Abordagem à luz dos princípios

No Estado Constitucional moderno os princípios deixam de ser simples instrumentos de integração de lacunas do ordenamento jurídico, a exemplo do que prevê o art. 4º da Lei de Introdução ao Código Civil brasileiro, para ocuparem lugar de vigas mestras de todo o sistema, orientando a elaboração, interpretação e aplicação da legislação.
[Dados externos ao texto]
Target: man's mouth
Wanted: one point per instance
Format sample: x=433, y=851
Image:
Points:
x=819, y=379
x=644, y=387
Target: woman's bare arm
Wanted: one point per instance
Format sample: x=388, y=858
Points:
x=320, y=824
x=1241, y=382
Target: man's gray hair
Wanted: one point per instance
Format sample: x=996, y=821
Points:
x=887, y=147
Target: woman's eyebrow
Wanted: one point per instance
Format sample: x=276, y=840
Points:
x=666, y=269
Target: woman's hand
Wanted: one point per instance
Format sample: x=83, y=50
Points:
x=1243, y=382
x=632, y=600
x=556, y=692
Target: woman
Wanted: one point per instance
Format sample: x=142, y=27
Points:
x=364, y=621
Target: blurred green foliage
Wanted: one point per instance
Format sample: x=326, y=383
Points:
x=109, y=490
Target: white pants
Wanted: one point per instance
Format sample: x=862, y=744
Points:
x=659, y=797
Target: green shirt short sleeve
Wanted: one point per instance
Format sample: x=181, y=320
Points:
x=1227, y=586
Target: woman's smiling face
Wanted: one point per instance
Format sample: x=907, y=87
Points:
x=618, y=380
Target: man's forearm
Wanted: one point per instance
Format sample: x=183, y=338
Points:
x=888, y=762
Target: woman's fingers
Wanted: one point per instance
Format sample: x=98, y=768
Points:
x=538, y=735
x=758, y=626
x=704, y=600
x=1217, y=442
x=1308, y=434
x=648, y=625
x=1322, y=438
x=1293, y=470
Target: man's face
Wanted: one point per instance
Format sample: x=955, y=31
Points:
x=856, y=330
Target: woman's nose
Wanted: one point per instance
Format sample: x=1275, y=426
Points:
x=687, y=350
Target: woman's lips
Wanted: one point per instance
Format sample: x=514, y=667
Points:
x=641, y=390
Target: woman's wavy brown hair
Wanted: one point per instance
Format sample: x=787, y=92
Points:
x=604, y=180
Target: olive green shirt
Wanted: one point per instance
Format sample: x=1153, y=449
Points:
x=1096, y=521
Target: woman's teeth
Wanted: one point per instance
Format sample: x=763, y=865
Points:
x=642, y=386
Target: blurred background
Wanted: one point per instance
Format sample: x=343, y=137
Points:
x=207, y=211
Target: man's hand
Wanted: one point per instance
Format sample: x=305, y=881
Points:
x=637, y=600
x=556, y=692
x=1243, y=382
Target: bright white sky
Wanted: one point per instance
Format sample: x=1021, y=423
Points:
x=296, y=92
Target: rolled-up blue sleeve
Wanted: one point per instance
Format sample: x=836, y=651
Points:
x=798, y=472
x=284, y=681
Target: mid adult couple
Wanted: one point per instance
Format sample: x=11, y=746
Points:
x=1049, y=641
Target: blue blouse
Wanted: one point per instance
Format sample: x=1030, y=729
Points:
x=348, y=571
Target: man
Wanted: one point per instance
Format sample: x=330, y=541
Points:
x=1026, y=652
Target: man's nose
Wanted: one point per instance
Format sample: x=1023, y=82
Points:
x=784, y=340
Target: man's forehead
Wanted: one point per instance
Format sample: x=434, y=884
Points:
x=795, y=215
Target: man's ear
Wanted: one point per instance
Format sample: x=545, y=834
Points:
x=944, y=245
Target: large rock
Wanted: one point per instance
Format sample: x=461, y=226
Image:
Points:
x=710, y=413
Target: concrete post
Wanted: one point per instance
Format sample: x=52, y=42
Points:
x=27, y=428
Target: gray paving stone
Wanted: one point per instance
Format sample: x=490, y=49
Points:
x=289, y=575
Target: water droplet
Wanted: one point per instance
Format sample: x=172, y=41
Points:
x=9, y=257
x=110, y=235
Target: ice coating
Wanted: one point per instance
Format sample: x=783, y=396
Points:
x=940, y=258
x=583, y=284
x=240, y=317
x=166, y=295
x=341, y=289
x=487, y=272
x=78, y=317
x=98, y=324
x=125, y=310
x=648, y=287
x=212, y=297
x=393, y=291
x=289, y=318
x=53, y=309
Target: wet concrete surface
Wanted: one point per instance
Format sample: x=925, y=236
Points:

Para a melhor doutrina, os princípios e as regras são espécies do gênero norma. Mais próximos da ideia de Direito, os princípios possuem uma abrangência maior que as regras, além de serem orientadores da elaboração destas (função normogenética dos princípios). Apesar de um maior grau de abstração, atualmente é indiscutível a força normativa e aplicação imediata dos princípios. Se não bastasse isso, “com o pós-positivismo, dominante no constitucionalismo deste final de século XX, reconhece-se além da normatividade dos princípios, a hegemonia normativa dos princípios em relação às regras (MORAES, 1999, p.20)”. Essa evolução na idéia de superioridade e normatividade dos princípios deve-se muito às teorias de Dworkin e Alexy.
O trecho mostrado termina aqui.